Charlotte, Siegfried’s intended, is lead in by the Queen. When Siegfried signals to his mother that he is not happy with her choice, the Queen once again reinforces her unrelenting will to seal this engagement. With the very first dance Siegfried lets Charlotte know she cannot win his heart. The Prince, deeply affectedly by his mother’s appearance, sinks into depression, his thoughts confused.
Von Rothbart the sorcerer leads him to the shore of a lake, where Odette, the Swan Queen, appears to him with her entourage. Odette connotes to him that only love can free her of her imprisonment as a swan. Siegfried falls in love with her and vows his eternal fidelity to her.

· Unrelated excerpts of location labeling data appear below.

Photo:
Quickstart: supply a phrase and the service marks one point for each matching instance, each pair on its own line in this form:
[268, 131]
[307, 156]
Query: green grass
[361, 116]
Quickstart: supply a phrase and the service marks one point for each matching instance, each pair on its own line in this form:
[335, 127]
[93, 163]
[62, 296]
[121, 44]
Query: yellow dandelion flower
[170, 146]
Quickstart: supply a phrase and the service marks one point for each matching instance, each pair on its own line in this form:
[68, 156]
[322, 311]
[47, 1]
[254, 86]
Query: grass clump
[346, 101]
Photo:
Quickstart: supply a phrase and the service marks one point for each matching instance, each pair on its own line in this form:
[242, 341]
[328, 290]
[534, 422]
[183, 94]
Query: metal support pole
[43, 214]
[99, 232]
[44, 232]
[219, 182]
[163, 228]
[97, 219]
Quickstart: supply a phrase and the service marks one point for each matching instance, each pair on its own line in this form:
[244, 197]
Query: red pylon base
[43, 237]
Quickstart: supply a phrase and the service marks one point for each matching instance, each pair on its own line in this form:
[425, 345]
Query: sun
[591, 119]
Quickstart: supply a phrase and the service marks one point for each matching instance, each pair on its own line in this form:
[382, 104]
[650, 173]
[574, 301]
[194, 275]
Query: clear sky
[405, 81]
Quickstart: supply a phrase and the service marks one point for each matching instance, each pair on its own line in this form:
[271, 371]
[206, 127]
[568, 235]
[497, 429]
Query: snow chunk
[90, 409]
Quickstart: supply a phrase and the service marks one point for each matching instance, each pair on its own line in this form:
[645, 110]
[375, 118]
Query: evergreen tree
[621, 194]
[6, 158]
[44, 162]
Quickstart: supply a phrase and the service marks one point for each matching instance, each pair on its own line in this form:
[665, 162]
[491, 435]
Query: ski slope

The members of the court, led by Queen Mother, and relatives from all Europe are at the ball to celebrate Prince Siegfried’s engagement. The guests present dances from their homelands. Finally, when all but Siegfried at table, a beautiful woman clad in black appears to him, Odile, who enters the hall with her companions and an imperious man at her side. In Siegfried’s delirium she becomes a black swam with Odette’s features and characteristics.
He follows Odile in a seductive dance, swears loyalty to her and in that very moment recognises he has betrayed and lost Odette forever.
At the lake the crying Odette awaits her unfaithful beloved with her companions. Once again Siegfried desperately declares his love and begs Odette for forgiveness. She forgives him, but all is already lost. With his magical storms Von Rothbart draws Odette away from Siegfried’s grasp. Siegfried follows the illusion, and drowns in the lake.
Queen Mother finds her dead son. She knows not what drove him into the water, or the story he found death in.